中島さんらしい優しい雰囲気の物語だった。主人公は米国で日本語の教員をしていたもののその学科が廃止となり、離婚もしたことから帰国した、田ノ岡沙希。舞台は武蔵野の一角・うらはぐさ地区とそこにある昔からの商店街。描いているのは、これから動き出す商店街の再生活動の前段階で、そこに住むちょっと不思議な秋葉原さんの存在が面白い。本作ではややノスタルジックな商店街や地区に残る自然、そしてそこに根差したようなごく普通の食べ物や、そこに住む人々の群像劇。特に何も起きないけれど、なぜか癒されるような作品だった。

2024/04/03

ゆみねこ

離婚を機にアメリカから帰国し、武蔵野の一角・うらはぐさの伯父の家に住むことになった沙希。母校の女子大で教職につき、うらはぐさ地区に縁のある人々やユニークな女子大生たちとの出会い。町なかの四季、美味しそうなごはん、変わりゆく町と変わらずに残したいもの。特に大きなことが起きるわけではないが、とても楽しい読書が出来た。

2024/03/26

Ikutan

離婚を機にアメリカから帰国した沙希は、施設に入居したことで空家となったうらはぐさ地区にある伯父の家に引っ越してきた。近所には、学生時代によく行ったあけび野商店街が。母校で教鞭を振るう彼女の、懐かしい商店街の人々や学生たちとの新たな繋がりを描いた群像劇。中島さんの飄々としながら、くすりと笑える文章が好き。マーシーの変な敬語は、何度も笑っちゃったし、沙希がつける″しのびよる胡瓜″とか″刺し子姫″とかネーミングも面白い。マトリョーシカのルーツは知らなかったよ。散りばめられた蘊蓄も興味深くて楽しかった。

2024/04/24

pohcho

30年ぶりにアメリカから帰国し伯父の家に一人暮らすことになった沙希。伯父の友人夫妻(秋葉原さんと刺し子姫)や教え子の女子大生(マーシーとパティ)たちと知り合いゆるゆると暮らす日々が描かれる。
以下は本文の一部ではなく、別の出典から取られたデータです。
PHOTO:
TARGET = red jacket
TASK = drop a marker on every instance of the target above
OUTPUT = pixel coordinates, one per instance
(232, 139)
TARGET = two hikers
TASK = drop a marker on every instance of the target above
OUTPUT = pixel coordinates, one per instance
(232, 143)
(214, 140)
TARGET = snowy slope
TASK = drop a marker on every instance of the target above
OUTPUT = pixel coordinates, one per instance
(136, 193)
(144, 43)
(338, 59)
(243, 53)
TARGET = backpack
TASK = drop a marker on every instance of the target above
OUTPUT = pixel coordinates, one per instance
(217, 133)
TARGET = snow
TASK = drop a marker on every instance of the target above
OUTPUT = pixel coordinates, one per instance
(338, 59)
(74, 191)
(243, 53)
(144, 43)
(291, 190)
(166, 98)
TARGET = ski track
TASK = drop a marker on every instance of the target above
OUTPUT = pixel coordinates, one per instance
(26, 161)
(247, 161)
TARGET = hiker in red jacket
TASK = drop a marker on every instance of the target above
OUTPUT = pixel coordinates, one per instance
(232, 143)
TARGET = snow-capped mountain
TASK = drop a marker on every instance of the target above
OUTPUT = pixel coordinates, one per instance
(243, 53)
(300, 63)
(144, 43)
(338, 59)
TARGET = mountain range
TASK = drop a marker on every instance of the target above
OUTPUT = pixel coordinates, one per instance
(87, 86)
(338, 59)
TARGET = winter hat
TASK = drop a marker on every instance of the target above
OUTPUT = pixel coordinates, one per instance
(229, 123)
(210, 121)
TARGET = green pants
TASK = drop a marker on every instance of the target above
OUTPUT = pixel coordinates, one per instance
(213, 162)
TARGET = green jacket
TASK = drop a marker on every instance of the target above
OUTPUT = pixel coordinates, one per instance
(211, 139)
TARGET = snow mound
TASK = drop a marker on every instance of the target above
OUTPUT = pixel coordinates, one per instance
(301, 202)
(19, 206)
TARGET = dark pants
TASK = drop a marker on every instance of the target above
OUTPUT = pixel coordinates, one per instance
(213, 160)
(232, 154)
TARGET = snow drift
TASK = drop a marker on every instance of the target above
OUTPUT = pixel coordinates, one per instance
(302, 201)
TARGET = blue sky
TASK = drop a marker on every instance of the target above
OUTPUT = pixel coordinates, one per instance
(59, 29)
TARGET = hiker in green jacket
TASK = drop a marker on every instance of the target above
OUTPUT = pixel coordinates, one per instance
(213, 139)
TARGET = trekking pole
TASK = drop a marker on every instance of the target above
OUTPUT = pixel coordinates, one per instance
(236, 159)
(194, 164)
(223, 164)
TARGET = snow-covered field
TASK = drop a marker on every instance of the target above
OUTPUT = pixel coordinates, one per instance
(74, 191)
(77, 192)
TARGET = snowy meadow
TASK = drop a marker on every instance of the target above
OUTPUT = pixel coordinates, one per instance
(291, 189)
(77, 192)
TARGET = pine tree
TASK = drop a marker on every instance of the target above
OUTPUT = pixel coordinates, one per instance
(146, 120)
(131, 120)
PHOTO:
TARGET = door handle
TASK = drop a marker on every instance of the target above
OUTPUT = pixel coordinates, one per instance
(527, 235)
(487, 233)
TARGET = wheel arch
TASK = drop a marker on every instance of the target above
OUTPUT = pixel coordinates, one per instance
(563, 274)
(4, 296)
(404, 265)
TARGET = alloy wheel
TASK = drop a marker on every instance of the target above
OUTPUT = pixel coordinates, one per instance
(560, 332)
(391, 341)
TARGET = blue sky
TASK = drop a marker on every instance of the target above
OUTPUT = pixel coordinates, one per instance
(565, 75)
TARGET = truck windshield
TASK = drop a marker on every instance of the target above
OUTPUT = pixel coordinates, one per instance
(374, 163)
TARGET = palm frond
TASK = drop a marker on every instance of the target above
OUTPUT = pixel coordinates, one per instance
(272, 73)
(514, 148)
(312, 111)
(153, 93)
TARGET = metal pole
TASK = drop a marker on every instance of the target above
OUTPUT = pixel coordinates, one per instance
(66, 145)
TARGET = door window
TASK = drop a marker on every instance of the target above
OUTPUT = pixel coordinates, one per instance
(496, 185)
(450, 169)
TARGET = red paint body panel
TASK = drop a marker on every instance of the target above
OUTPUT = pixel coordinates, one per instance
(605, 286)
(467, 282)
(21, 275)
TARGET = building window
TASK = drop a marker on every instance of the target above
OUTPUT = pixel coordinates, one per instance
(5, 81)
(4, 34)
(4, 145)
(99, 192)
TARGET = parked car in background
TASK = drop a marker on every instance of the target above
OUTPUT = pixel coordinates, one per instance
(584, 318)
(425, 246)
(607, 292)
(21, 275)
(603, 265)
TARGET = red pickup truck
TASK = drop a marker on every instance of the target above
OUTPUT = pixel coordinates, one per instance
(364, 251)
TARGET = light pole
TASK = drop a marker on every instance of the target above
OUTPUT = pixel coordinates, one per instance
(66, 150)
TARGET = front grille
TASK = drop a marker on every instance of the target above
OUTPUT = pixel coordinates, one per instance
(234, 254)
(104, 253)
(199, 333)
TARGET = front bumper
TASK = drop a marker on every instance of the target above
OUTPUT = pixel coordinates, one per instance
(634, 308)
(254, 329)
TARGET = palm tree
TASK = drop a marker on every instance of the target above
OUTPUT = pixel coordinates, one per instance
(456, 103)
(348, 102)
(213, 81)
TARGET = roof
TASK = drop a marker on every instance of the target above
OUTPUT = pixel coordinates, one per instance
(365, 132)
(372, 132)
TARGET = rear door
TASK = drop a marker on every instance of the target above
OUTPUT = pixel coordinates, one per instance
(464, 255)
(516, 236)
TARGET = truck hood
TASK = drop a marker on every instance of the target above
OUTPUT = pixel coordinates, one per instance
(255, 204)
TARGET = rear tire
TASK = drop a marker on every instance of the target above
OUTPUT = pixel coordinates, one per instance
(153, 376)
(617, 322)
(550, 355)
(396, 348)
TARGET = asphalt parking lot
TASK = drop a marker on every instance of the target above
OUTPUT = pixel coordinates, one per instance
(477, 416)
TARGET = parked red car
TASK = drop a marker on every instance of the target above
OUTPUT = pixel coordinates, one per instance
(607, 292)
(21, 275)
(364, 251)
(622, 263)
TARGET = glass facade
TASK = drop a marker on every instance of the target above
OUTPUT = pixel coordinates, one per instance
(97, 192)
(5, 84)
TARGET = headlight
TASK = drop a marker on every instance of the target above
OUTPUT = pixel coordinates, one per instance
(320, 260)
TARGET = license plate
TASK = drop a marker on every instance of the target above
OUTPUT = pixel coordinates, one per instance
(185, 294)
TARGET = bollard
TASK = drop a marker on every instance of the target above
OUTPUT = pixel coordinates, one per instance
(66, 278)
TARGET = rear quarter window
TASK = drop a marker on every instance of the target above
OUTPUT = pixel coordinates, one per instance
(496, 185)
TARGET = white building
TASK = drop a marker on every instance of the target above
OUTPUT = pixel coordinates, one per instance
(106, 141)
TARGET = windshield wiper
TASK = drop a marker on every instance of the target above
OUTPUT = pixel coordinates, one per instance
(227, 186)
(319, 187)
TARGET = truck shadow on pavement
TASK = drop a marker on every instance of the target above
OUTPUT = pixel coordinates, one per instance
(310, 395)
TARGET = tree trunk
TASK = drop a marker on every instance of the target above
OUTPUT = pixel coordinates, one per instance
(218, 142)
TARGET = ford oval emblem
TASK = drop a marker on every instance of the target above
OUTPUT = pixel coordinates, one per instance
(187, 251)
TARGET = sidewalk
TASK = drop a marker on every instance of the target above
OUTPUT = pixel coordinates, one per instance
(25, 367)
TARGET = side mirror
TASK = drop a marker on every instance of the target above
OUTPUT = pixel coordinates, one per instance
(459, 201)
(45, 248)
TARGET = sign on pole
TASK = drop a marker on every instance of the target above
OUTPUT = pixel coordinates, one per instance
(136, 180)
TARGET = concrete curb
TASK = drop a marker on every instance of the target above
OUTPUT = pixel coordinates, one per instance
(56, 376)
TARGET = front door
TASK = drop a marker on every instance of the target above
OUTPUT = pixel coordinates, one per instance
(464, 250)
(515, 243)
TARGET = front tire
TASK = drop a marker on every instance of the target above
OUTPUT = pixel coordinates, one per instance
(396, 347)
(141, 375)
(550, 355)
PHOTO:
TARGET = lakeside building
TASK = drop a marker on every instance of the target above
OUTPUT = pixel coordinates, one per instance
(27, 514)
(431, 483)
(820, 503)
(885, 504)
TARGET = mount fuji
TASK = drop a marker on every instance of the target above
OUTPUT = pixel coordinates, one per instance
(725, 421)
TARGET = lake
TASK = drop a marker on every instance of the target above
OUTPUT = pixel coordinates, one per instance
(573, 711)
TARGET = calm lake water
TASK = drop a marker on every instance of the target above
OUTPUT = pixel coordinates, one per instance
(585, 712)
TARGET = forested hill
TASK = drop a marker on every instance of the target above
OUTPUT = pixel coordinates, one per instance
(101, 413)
日々のちょっとした出来事の中に過去と未来が交錯して、とりとめのない日常がなんとも言えず愛おしい。マーシーのとぼけた敬語が可笑しくて可愛くて、屋上農園もとても素敵なんだけど、ほんわかして食べもの美味しそうだけではなく、つらい話や考えさせられる話題もあり。狼男はせつなかった。いつまでもいつまでも読んでいたい小説。

2024/03/21

たま

50代の沙希が長年暮らしたアメリカから日本へ戻り、武蔵野の叔父の家(空き家)に住んで近くの母校で教鞭を取る。ほぼ同時に読んだドイツの小説『人間の彼方』も30代の女性がコロナ禍で田舎に引っ越す話だったが、人々の分断や荒廃が深刻なのに対し、沙希は土地勘があり武蔵野の土地柄もあってすぐに馴染む。このしっとりした空気感が日本だなと思う。小さい庭の四季、居酒屋と手料理、駅前商店街の衰退と再開発、土地の歴史の重層性、それを未来へどう受け継いでいくか、楽しく読めて日本の未来にも思いを馳せてしまう本。